Boersma has witnessed many tragedies during her years at Punta Tombo. She has seen chicks hatch and slowly starve and die as the mother patiently waits for her foraging mate to return. Often, the parents will have only enough food for one chick, and the sibling is left to starve. “The rule seems to be, feed the heaviest chick first,” says Boersma. “If a chick is small, its fate is death.”
So great has been the competition for food, that the numbers of temperate penguins have been slowly diminishing over the years. The Punta Tombo colony declined by about 20 percent between 1987 and 1995. However, last year, inexplicably, the numbers rose by 3 percent from the previous year.
The trick for penguin survival is getting beyond the first fledgling year, says Boersma. “Once they get to be adults, about 90 percent survive from year to year.”

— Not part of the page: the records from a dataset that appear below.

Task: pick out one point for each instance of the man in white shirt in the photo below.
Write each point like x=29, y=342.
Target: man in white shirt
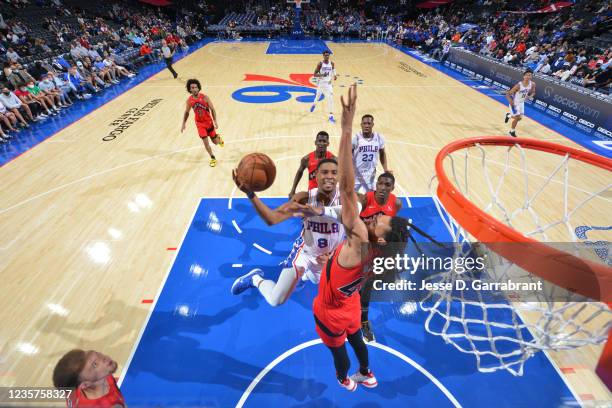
x=14, y=104
x=12, y=55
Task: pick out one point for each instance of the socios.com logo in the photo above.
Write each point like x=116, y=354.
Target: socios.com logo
x=548, y=91
x=298, y=86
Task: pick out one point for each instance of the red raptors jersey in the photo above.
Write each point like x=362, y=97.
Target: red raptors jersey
x=313, y=162
x=339, y=286
x=372, y=209
x=113, y=397
x=201, y=109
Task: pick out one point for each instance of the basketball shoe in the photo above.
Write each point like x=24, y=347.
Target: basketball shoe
x=245, y=281
x=368, y=380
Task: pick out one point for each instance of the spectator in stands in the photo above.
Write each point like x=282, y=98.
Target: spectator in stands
x=90, y=77
x=82, y=86
x=16, y=74
x=8, y=118
x=12, y=55
x=117, y=69
x=599, y=78
x=50, y=88
x=543, y=67
x=14, y=104
x=103, y=72
x=38, y=105
x=168, y=54
x=90, y=375
x=62, y=83
x=147, y=52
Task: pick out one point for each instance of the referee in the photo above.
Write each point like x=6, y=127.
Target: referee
x=168, y=54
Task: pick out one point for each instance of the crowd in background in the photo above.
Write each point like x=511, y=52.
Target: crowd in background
x=547, y=43
x=72, y=53
x=82, y=53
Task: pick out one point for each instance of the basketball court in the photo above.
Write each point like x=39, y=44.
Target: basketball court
x=117, y=236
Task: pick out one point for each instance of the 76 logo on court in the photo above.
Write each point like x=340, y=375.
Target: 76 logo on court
x=298, y=86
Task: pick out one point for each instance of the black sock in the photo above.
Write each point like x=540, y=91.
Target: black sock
x=361, y=350
x=341, y=361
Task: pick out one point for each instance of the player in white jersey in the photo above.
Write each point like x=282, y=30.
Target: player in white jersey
x=320, y=236
x=367, y=146
x=516, y=98
x=325, y=73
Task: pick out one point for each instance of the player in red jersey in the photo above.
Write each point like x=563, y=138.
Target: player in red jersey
x=336, y=307
x=205, y=117
x=382, y=201
x=90, y=375
x=311, y=162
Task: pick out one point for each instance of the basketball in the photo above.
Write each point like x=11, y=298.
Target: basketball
x=256, y=171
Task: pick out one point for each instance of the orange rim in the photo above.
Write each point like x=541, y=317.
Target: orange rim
x=587, y=278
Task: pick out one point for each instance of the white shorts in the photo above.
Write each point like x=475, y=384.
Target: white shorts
x=366, y=183
x=298, y=258
x=519, y=109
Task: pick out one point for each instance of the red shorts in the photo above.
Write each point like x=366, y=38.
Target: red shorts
x=206, y=130
x=334, y=324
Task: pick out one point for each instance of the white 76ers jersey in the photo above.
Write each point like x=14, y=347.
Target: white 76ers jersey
x=321, y=234
x=326, y=71
x=365, y=153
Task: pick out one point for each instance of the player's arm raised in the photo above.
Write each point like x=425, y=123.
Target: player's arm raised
x=510, y=94
x=185, y=116
x=298, y=175
x=213, y=112
x=355, y=228
x=318, y=70
x=383, y=160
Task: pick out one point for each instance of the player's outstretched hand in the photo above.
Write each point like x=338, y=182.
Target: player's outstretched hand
x=239, y=183
x=349, y=106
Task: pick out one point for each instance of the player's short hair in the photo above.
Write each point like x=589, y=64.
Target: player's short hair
x=399, y=231
x=193, y=81
x=67, y=370
x=323, y=161
x=367, y=115
x=387, y=175
x=397, y=239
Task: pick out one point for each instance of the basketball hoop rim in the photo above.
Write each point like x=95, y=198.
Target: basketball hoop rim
x=587, y=278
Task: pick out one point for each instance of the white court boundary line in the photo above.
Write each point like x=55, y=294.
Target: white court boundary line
x=310, y=343
x=159, y=291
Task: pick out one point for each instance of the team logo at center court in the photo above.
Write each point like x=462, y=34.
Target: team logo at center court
x=279, y=89
x=300, y=87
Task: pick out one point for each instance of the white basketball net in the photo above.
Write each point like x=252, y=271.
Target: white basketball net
x=504, y=334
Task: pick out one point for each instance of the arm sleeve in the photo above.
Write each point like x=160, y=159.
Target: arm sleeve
x=335, y=212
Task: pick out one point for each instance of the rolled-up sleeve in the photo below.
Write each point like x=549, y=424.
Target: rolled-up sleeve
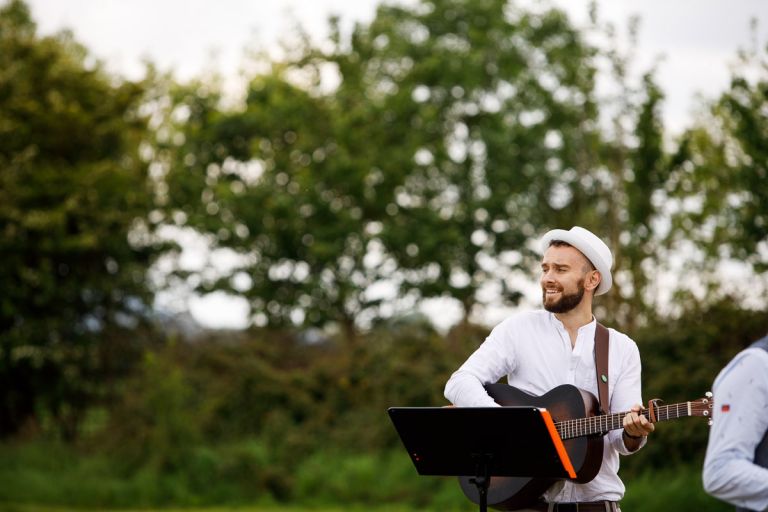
x=740, y=420
x=491, y=361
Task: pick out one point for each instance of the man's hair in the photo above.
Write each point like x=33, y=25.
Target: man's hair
x=559, y=243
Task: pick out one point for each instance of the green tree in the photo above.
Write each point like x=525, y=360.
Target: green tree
x=437, y=150
x=73, y=191
x=720, y=173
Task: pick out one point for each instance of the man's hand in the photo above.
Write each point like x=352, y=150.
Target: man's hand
x=636, y=427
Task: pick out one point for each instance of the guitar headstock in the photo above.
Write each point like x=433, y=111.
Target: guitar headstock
x=703, y=406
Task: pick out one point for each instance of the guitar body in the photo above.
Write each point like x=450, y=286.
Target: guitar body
x=586, y=453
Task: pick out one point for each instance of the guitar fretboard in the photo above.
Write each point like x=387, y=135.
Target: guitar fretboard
x=599, y=424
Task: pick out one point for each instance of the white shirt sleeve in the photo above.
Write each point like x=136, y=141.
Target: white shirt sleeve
x=491, y=361
x=740, y=421
x=626, y=393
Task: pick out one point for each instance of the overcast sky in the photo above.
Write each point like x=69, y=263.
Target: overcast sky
x=697, y=38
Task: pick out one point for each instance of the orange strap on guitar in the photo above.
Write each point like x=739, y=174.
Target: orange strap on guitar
x=601, y=366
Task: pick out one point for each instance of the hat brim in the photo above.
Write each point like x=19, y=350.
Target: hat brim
x=577, y=241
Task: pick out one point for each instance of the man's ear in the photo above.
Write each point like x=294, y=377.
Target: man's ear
x=593, y=280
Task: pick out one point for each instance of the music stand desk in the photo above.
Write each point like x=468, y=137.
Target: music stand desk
x=482, y=442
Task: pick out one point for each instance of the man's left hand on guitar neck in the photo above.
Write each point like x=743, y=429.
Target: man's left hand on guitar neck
x=636, y=427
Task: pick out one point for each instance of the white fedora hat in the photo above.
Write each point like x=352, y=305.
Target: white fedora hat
x=590, y=246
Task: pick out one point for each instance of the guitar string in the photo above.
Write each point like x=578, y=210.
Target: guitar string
x=603, y=423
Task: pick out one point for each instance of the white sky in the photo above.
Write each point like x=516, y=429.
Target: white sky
x=697, y=38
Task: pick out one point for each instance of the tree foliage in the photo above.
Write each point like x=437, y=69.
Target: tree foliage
x=72, y=187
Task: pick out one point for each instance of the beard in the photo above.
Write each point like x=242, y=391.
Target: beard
x=567, y=301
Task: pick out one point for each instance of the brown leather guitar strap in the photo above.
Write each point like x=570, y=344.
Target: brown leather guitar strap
x=601, y=366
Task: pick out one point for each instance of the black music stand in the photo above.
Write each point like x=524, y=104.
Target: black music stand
x=482, y=442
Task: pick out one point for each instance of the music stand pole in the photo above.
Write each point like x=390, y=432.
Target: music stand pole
x=482, y=480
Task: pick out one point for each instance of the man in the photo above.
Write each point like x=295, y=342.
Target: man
x=540, y=350
x=736, y=464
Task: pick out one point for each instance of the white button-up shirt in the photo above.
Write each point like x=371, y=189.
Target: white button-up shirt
x=740, y=421
x=533, y=350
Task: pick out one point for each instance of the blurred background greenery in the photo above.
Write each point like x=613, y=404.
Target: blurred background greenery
x=416, y=157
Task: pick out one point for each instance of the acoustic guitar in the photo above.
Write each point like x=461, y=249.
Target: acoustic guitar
x=577, y=420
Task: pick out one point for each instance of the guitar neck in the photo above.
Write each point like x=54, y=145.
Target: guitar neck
x=600, y=424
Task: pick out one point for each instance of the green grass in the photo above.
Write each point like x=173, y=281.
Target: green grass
x=43, y=477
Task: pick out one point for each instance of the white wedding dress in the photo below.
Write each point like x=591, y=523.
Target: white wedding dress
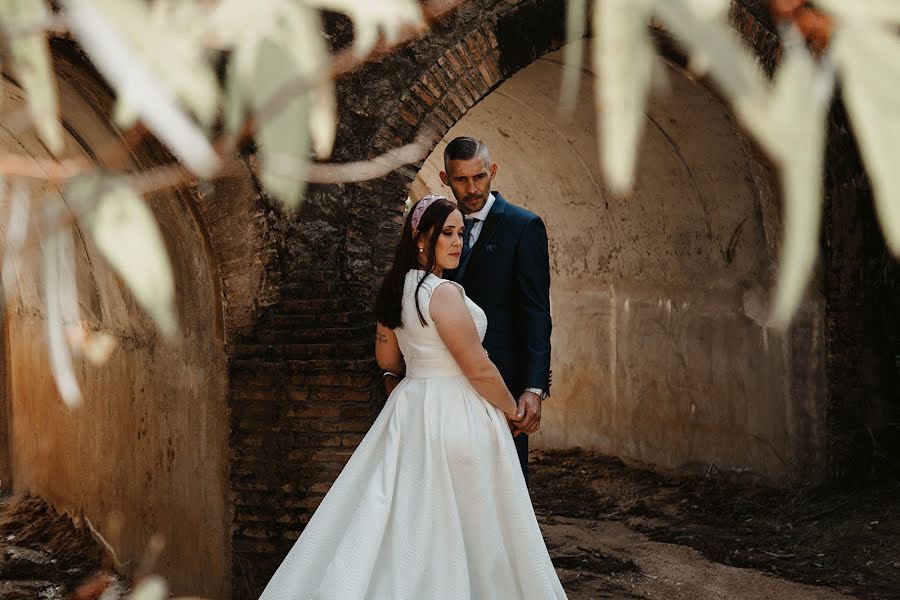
x=432, y=505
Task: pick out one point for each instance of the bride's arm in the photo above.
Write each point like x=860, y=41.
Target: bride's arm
x=457, y=330
x=387, y=350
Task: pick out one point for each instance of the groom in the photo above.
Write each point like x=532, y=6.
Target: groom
x=505, y=269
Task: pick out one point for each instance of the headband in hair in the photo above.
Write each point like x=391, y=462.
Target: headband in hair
x=421, y=206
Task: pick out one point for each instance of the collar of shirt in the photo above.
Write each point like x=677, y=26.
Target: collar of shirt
x=481, y=215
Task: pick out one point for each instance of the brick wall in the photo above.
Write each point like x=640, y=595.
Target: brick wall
x=298, y=289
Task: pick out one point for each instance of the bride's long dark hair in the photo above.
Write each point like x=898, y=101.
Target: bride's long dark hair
x=388, y=305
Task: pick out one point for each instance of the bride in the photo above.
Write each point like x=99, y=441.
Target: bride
x=432, y=505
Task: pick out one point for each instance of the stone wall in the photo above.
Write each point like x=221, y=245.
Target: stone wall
x=284, y=303
x=145, y=457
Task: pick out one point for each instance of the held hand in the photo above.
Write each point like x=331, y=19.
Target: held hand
x=530, y=407
x=390, y=383
x=515, y=422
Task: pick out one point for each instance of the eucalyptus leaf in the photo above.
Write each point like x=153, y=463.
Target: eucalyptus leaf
x=856, y=12
x=153, y=587
x=301, y=35
x=709, y=9
x=128, y=73
x=236, y=23
x=57, y=263
x=31, y=60
x=168, y=47
x=573, y=54
x=15, y=236
x=718, y=49
x=126, y=233
x=797, y=117
x=624, y=55
x=868, y=60
x=283, y=137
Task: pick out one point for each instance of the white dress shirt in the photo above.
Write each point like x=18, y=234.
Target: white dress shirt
x=481, y=215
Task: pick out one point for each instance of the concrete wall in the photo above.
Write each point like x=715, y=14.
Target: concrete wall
x=660, y=354
x=148, y=447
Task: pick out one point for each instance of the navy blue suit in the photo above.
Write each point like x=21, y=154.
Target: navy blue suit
x=507, y=273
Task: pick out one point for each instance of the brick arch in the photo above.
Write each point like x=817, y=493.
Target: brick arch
x=441, y=94
x=477, y=62
x=238, y=227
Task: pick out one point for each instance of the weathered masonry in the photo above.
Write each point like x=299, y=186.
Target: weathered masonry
x=225, y=443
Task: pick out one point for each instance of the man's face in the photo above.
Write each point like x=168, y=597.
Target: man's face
x=470, y=181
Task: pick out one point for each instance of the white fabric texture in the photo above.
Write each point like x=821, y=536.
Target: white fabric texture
x=432, y=505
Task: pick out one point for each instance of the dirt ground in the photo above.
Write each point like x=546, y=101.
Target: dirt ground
x=619, y=532
x=613, y=532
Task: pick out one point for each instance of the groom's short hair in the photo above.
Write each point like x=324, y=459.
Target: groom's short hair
x=465, y=148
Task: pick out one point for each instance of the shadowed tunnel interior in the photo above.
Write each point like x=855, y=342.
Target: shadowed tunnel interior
x=660, y=352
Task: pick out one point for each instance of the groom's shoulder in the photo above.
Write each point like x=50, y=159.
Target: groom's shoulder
x=517, y=212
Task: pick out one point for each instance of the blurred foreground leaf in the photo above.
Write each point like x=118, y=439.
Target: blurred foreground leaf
x=59, y=293
x=31, y=60
x=102, y=31
x=125, y=232
x=624, y=56
x=868, y=60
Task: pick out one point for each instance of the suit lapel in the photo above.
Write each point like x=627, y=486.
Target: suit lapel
x=491, y=223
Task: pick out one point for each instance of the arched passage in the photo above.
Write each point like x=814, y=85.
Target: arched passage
x=660, y=353
x=145, y=456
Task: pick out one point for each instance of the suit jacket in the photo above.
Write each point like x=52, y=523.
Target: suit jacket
x=507, y=273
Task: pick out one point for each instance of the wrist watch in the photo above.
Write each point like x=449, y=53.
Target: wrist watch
x=541, y=393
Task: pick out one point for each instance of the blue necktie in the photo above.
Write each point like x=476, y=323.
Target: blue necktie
x=468, y=224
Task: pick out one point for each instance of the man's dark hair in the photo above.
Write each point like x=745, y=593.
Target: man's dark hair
x=465, y=148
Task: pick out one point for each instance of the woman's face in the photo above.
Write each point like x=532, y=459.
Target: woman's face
x=449, y=245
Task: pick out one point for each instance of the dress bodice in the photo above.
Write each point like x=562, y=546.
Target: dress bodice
x=425, y=353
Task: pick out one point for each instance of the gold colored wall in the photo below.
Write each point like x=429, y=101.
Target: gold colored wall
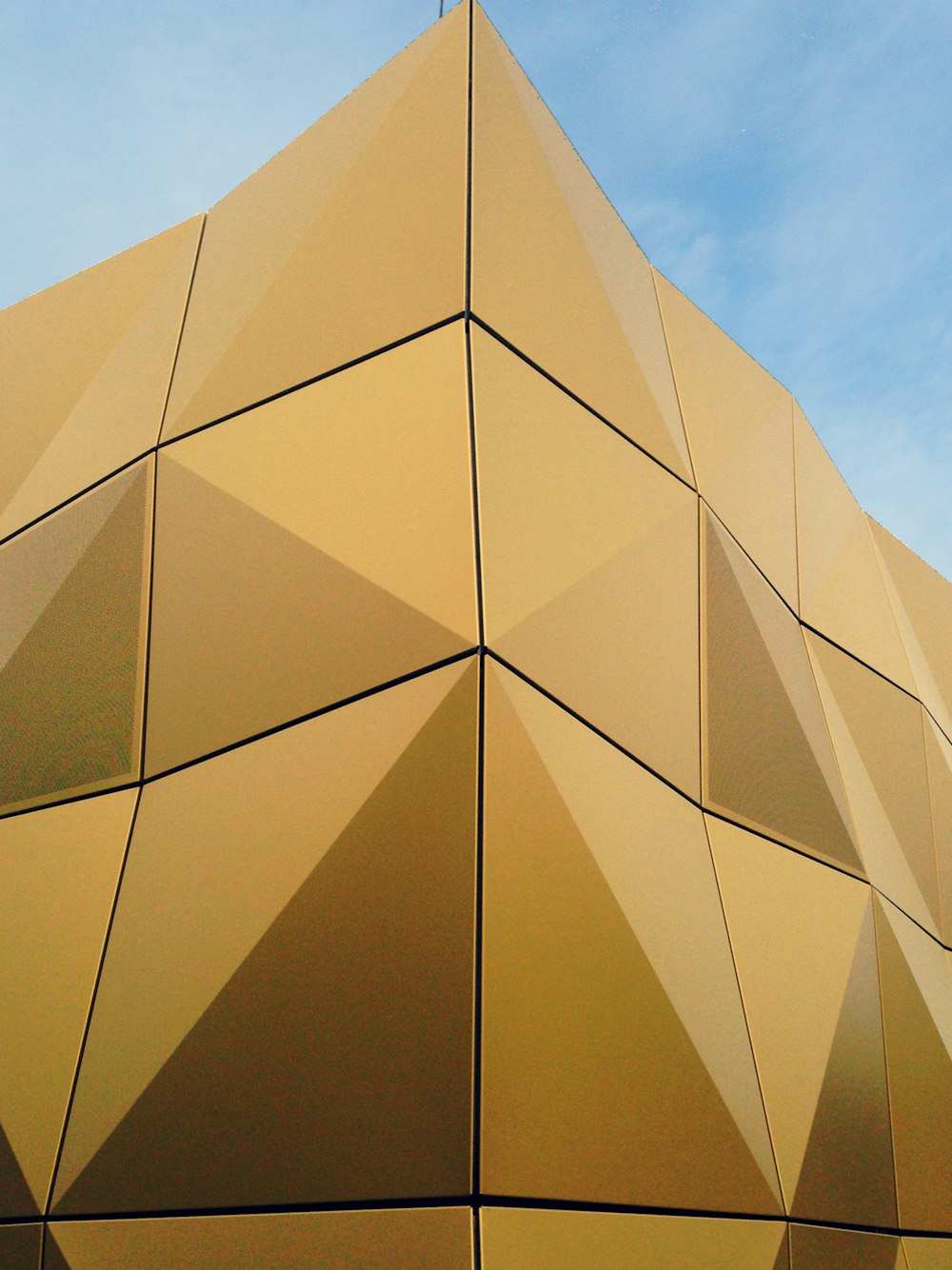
x=476, y=789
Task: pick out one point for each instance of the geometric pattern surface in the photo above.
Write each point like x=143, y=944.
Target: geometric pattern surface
x=475, y=787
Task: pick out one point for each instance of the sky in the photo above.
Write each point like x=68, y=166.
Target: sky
x=787, y=166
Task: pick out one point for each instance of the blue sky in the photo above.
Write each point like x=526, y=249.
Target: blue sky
x=790, y=167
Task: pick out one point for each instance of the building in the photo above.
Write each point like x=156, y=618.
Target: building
x=464, y=740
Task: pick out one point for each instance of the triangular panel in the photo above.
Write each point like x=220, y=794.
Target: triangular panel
x=60, y=867
x=616, y=1062
x=768, y=760
x=605, y=559
x=86, y=368
x=741, y=428
x=803, y=943
x=311, y=550
x=352, y=238
x=74, y=635
x=554, y=268
x=842, y=588
x=878, y=733
x=426, y=1239
x=327, y=987
x=539, y=1240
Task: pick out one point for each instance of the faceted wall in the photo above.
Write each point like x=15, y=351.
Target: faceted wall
x=476, y=789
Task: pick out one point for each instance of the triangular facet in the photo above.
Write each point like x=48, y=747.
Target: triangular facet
x=794, y=927
x=768, y=755
x=741, y=429
x=253, y=626
x=917, y=1008
x=337, y=1003
x=86, y=368
x=878, y=733
x=19, y=1247
x=588, y=1068
x=554, y=1240
x=367, y=248
x=608, y=556
x=70, y=692
x=847, y=1171
x=60, y=870
x=554, y=268
x=426, y=1239
x=842, y=588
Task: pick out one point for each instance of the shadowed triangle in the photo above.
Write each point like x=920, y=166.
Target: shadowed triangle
x=756, y=742
x=847, y=1172
x=593, y=1063
x=335, y=1062
x=243, y=602
x=69, y=691
x=15, y=1198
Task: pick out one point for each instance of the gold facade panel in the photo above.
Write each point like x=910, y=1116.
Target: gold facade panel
x=605, y=560
x=616, y=1062
x=878, y=732
x=741, y=429
x=842, y=588
x=803, y=939
x=917, y=1007
x=928, y=1254
x=939, y=752
x=312, y=548
x=426, y=1239
x=327, y=984
x=86, y=368
x=352, y=238
x=60, y=869
x=821, y=1247
x=72, y=637
x=516, y=1239
x=19, y=1246
x=768, y=759
x=555, y=270
x=922, y=600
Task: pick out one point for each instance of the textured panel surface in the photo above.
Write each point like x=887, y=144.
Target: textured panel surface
x=311, y=548
x=518, y=1239
x=741, y=429
x=329, y=985
x=608, y=559
x=917, y=1006
x=60, y=867
x=554, y=268
x=86, y=368
x=878, y=733
x=367, y=246
x=768, y=760
x=72, y=645
x=434, y=1239
x=803, y=939
x=616, y=1062
x=842, y=588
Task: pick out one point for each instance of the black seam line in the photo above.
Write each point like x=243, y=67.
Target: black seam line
x=707, y=810
x=79, y=494
x=148, y=656
x=478, y=932
x=645, y=1209
x=357, y=1205
x=314, y=379
x=314, y=714
x=575, y=398
x=91, y=1007
x=182, y=327
x=74, y=798
x=467, y=281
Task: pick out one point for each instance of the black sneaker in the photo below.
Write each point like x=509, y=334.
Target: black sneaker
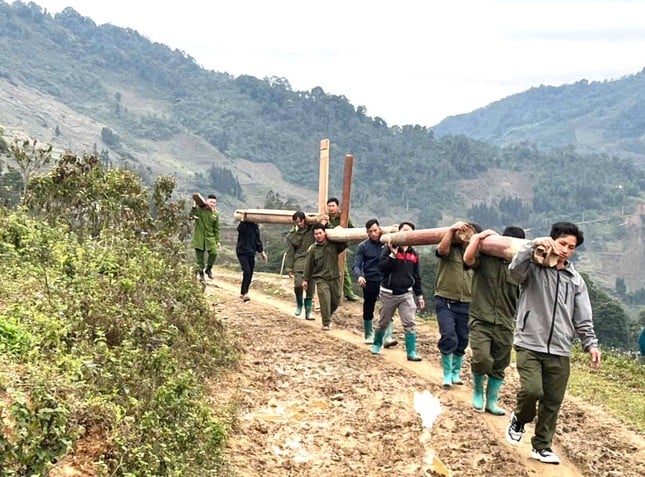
x=514, y=430
x=546, y=456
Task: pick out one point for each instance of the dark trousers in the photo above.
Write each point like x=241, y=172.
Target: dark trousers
x=328, y=297
x=248, y=265
x=543, y=381
x=491, y=346
x=370, y=297
x=200, y=256
x=453, y=326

Fishing fleets are not the penguins’ only harbinger of death. Oil tankers also are plying the waters along the Argentine coast, and they frequently dump their ballast water, resulting in heavy oil slicks that can result in a slow death for penguins. Oil mats the birds’ feathers, removing the air pockets that provide insulation. The penguins become so cold, they are forced to shore. There they slowly starve to death, unable to return to the ocean because of the cold. “It is a very long and painful death. And so unnecessary,” says Boersma.
The dangerous period for the Punta Tombo penguins is when they migrate north in April and south in September. The oil-covered carcasses of banded birds from the colony have been found along the coasts of Argentina, Uruguay and Brazil.
The UW researcher calls for the creation of marine management zones in which commercial fishing and oil transportation are regulated. Although some nesting areas along the Argentine coast are protected, the penguins’ marine environment remains uncontrolled. There is, however, a local proposal for a marine reserve around Punta Tombo.
“Most species don’t do well under pressure, and that includes penguins,” says Boersma. “These charismatic birds must be protected.”